While Mr. Lee’s vision has yet to be fully realized, it has been widely shared and advocated for over the last two decades.
It has been changed to fit the idea that the web is becoming more democratic and decentralized, getting around internet monopoly silos to give people back control of their information, assets, and data.
While a seamless transition from Web2 to the Semantic Web or Web3 is unlikely, things are progressing in the right direction. And blockchain technology has the potential to change the internet as we know it.
Blockchain and Web3
Blockchain technology is commonly associated with cryptocurrencies such as Bitcoin and Litecoin, which function as digital currencies.
Many people don’t know that blockchain and decentralized technologies can be used for more than just digital payments.
Storage that is distributed
Stratos (STOS), Filecoin (FIL), and Arweave (AR) are all projects that are building decentralized storage and cloud infrastructure with the goal of giving online assets back to the people who made them.
With technologies like IPFS, users can upload and access data quickly and safely, no matter how big the file is.
Edge computing and thousands of widely spread nodes that act as microservers bring computing and storage closer to where data is created.
This makes it easier for people in developing countries to connect to the internet and makes true decentralization possible by getting rid of centralized servers and data hubs that go down often.
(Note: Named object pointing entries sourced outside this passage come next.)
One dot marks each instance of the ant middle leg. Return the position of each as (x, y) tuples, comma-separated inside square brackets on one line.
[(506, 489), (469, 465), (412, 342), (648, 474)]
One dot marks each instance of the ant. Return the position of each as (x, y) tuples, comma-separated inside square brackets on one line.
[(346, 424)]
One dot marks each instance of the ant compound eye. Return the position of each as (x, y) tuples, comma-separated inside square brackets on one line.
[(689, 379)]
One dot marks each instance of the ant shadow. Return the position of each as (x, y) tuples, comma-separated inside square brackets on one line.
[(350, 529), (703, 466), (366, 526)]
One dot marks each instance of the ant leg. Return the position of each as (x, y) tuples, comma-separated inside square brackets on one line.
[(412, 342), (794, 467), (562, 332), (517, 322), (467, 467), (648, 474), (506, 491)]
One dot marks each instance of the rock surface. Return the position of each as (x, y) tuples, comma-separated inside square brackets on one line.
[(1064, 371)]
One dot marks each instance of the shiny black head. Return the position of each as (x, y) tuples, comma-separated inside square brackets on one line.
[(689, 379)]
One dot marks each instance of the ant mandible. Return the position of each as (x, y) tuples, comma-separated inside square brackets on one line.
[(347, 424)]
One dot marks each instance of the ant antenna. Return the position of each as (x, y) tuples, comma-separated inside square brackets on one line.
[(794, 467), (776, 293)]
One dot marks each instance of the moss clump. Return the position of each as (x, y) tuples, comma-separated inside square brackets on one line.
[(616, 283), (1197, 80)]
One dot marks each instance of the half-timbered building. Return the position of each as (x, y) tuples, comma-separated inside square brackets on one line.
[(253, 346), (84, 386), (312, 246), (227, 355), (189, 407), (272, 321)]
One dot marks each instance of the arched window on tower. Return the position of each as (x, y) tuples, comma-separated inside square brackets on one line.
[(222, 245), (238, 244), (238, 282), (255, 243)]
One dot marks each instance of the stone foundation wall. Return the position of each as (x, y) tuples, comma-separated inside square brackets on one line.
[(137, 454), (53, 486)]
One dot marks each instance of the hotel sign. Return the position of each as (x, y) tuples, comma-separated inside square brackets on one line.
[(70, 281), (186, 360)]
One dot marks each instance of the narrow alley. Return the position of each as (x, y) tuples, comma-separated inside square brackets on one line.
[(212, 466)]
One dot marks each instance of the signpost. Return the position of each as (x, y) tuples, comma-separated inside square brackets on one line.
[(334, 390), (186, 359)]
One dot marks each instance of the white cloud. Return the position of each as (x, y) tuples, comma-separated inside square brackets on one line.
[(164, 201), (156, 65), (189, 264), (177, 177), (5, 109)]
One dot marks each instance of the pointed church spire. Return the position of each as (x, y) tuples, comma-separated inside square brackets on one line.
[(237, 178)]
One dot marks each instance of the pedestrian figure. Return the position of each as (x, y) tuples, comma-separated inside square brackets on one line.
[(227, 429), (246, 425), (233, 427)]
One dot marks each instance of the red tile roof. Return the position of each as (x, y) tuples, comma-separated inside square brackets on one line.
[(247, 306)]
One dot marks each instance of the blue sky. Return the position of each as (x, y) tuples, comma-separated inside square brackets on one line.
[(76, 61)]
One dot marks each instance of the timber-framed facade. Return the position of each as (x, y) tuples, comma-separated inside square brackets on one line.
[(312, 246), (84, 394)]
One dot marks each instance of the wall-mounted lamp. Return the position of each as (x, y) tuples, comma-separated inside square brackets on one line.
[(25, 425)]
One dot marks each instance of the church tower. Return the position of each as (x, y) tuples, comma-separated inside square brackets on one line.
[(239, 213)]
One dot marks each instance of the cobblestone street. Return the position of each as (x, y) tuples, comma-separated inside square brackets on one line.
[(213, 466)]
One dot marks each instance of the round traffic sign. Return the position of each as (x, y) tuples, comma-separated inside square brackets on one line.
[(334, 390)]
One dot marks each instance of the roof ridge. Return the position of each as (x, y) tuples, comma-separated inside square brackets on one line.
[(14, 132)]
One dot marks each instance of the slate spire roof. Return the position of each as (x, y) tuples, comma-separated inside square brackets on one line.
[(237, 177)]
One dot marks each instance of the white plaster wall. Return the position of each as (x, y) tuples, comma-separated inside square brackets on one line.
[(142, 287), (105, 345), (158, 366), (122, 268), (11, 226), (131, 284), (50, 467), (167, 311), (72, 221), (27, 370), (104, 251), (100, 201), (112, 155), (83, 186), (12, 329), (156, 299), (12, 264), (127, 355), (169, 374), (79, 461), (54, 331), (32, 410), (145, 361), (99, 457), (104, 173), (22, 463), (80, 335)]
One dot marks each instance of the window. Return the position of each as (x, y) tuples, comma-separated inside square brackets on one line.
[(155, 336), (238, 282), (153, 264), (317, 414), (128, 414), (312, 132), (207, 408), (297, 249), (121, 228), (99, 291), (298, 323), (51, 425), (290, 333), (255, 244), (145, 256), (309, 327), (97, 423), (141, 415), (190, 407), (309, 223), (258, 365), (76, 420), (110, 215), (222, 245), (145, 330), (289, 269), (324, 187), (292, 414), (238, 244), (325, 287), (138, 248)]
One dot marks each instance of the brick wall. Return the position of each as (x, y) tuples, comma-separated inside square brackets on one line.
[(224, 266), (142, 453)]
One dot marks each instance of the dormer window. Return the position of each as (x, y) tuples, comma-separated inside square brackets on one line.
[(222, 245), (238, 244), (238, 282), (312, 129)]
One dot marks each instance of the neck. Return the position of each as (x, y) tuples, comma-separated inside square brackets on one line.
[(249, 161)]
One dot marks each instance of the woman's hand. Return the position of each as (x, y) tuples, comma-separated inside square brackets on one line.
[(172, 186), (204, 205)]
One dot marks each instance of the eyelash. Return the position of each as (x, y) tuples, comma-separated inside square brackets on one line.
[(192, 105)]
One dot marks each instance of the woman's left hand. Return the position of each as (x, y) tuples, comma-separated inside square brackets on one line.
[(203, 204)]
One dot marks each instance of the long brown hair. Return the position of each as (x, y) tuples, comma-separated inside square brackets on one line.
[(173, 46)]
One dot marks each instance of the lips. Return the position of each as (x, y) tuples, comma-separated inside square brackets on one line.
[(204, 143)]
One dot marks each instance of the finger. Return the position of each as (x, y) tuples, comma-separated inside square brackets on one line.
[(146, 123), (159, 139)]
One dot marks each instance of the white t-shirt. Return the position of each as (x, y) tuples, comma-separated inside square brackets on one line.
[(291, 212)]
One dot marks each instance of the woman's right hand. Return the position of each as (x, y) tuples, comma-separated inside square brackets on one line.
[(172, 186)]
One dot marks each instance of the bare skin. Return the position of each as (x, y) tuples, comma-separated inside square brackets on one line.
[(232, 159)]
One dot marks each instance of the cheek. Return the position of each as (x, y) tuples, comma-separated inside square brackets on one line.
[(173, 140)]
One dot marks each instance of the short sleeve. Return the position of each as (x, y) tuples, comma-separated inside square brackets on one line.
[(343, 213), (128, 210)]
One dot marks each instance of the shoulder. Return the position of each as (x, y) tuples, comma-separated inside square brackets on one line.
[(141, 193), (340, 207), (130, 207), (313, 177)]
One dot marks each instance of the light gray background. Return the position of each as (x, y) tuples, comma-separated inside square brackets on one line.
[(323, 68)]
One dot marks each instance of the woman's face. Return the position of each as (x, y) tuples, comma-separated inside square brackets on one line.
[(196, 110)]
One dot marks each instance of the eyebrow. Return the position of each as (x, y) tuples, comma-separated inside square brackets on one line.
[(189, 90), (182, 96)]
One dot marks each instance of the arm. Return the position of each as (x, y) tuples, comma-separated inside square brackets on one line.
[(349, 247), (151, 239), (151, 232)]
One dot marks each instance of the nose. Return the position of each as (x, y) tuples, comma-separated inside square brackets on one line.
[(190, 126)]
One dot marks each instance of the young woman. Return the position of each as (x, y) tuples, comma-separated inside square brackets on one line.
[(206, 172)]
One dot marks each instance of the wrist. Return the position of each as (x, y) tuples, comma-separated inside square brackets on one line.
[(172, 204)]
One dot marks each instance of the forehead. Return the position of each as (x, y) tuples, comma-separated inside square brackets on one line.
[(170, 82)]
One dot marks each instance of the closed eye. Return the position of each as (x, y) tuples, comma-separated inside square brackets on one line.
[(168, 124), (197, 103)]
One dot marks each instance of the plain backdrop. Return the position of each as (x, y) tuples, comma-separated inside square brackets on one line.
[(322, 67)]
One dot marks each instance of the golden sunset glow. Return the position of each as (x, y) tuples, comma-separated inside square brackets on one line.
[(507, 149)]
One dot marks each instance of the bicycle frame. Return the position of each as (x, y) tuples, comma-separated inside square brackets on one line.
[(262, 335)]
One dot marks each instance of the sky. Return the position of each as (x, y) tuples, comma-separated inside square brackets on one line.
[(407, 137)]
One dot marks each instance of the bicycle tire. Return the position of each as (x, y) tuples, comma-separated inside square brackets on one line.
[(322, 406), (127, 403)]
Nonfungible tokens (NFTs) are still in their early stages and have primarily gained traction as digital and tradeable art. However, the potential applications for NFTs are much broader.
Technology has advanced quickly, but asset ownership and verification have lagged. Signing legally binding documents with a pen and paper is a thing of the past. ID theft and online theft are common and appear to be unavoidable.
NFTs have the potential to address these and other issues. Blockchain-based projects are hard at work developing NFT use cases for issues such as voting, medical records and identification for developing countries, intellectual property ownership, supply chain management, and so on.
While digital art is the first iteration of NFTs, its technology still has a long way to go.
Cryptocurrency wallets facilitate the exchange of digital assets between parties. Through the use of public and private keys, users have complete access to and control over their cryptocurrencies.
Again, this is most likely just the beginning.
Status (SNT) is a project that is making digital wallets with extra features like encrypted messaging and decentralized Web3 browsers.
These projects might be able to compete with social media companies by making ads and data collection unnecessary as ways to make money.
Users could hold and control not only their cryptocurrency, but also their personal information, identification, and tokenized assets like real estate.
These are a few examples of blockchain technology’s applications and the role it will play in Web3 and a truly decentralized, semantic Web.
What is the next step?
There’s no telling how far the concept of Web3 and the Semantic Web will go or what’s to come.
If you had proposed ridesharing platforms, artificial intelligence, and blockchain in the early 1990s, you would have been laughed at. Proposals and potential use cases for Web3 will most likely receive a similar reaction.
There will be a lot of trial and error, and some projects will work out and others won’t.
But because online businesses and companies that are run from home are always changing, adaptations and improvements will continue to fit consumer needs and fill gaps we didn’t even know existed.
Furthermore, more people are becoming aware of flaws in its operations. Data and personal information are commodities. Single companies own significant portions of the internet and make trillions of dollars in profit each year, and yet over 1 billion people are still unable to access the internet.
But times are changing: blockchain and decentralized technologies are quickly becoming recognized as critical pieces of the puzzle for the internet’s future.
Web3 is about more than just cryptocurrency. It will be whatever we make it to be, and it has the potential to change the world for the better.